The performances of various extrapolation relations, which approximate the stretch rate and curvature dependences of density-weighted displacement speed, were assessed based on a detailed chemistry DNS database of statistically planar turbulent \({\text{H}}_{2}\)-air premixed flames with an equivalence ratio of 0.7 spanning a range of Karlovitz number values. It was found that density-weighted displacement speed \(S_{d}^{*}\) for reaction progress variables defined based on \({\text{H}}_{2} ,{\text{O}}_{2}\) and \({\text{H}}_{2} {\text{O}}\) mass fractions individually, is non-linearly related to both curvature \(\kappa_{m}\) and stretch rate \(K\), and this trend for stretch rate dependence strengthens with increasing Karlovitz number \(Ka\). However, the non-linearity of \(K\) dependences of \(S_{d}^{*}\) is considerably stronger than its curvature \(\kappa_{m}\) dependence. It was also found that the extrapolation relation (LS), which expresses \(S_{d}^{*}\) as a linear function of stretch rate \(K\) does not satisfactorily capture the statistical variation of \(S_{d}^{*}\). In contrast, a linear extrapolation relation (LC) in terms of curvature allows for non-linear stretch rate dependence of \(S_{d}^{*}\) and thus has been found to be more successful in capturing the statistical behaviours of \(S_{d}^{*}\) than the LS extrapolation.

It was found that the non-linear extrapolations (e.g. NQ, NE and N3P) perform better than the linear extrapolation relations (e.g. LC and LS), but the improved performance comes at the cost of additional tuning constants.
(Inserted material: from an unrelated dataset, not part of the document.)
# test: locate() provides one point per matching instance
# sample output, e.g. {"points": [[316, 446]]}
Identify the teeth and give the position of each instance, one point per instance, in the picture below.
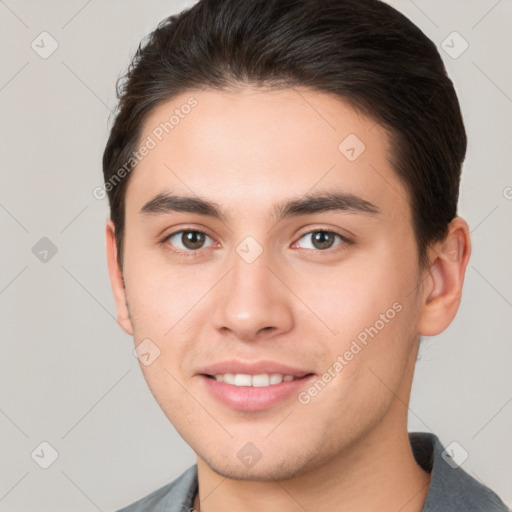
{"points": [[257, 381]]}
However, the performance of NQ extrapolation depends on solving a non-linear equation which is sensitive to the choice of initial guess of its root, whereas an extrapolation relation (i.e. NE) which accounts for \(\kappa_{m}^{3}\) contribution, is prone to artificial overshoots and undershoots and as a result their performances have been found to be inferior to the N3P extrapolation. Thus, a recently proposed extrapolation relation, which explicitly models curvature dependence of \(\left( {S_{r}^{*} + S_{n}^{*} } \right)\), was found to exhibit promising performance for the range of \(Ka\) considered here. Moreover, the parameters of extrapolation relations (i.e. \(L_{M}\) and \(C\)) were found to be sensitive to the choice and definition of \(c\) for all extrapolation relations considered here.
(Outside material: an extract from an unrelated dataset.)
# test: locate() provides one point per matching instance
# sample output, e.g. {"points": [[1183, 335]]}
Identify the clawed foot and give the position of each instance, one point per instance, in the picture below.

Although the non-linear models sometimes show better performance than the LC extrapolation, the performance of the LC extrapolation was found to be remarkably robust, especially from the standpoint of correlation coefficients and does not need any parameter other than the Markstein length. The analysis also demonstrated a non-negligible sensitivity of the Markstein length to the definition of reaction progress variable, which potentially poses a problem for interpretation and comparison of experimental and detailed chemistry simulation data. Furthermore, no analytical expressions are available for calculating Markstein length in the context of detailed chemistry data. Comparison of the present data with the earlier simple chemistry analysis reported in Herbert et al. (2020) reveals that the correlation coefficients between density weighted displacement speed and the investigated extrapolation relations are lower for the detailed chemistry case. The foregoing discussion indicates the need for extending classical results of combustion theory in the context of detailed chemistry and transport for the analysis of experimental data, for modelling purposes and for comparison with simulation data where the complexity of chemistry is reduced. The present analysis was conducted for \({\text{H}}_{2}\)-air premixed flames, which behave differently in comparison to hydrocarbon-air premixed flames. Thus, further analysis in this regard will be needed to assess the performances of extrapolation relations for turbulent hydrocarbon-air premixed flames, which will form the basis of future investigations.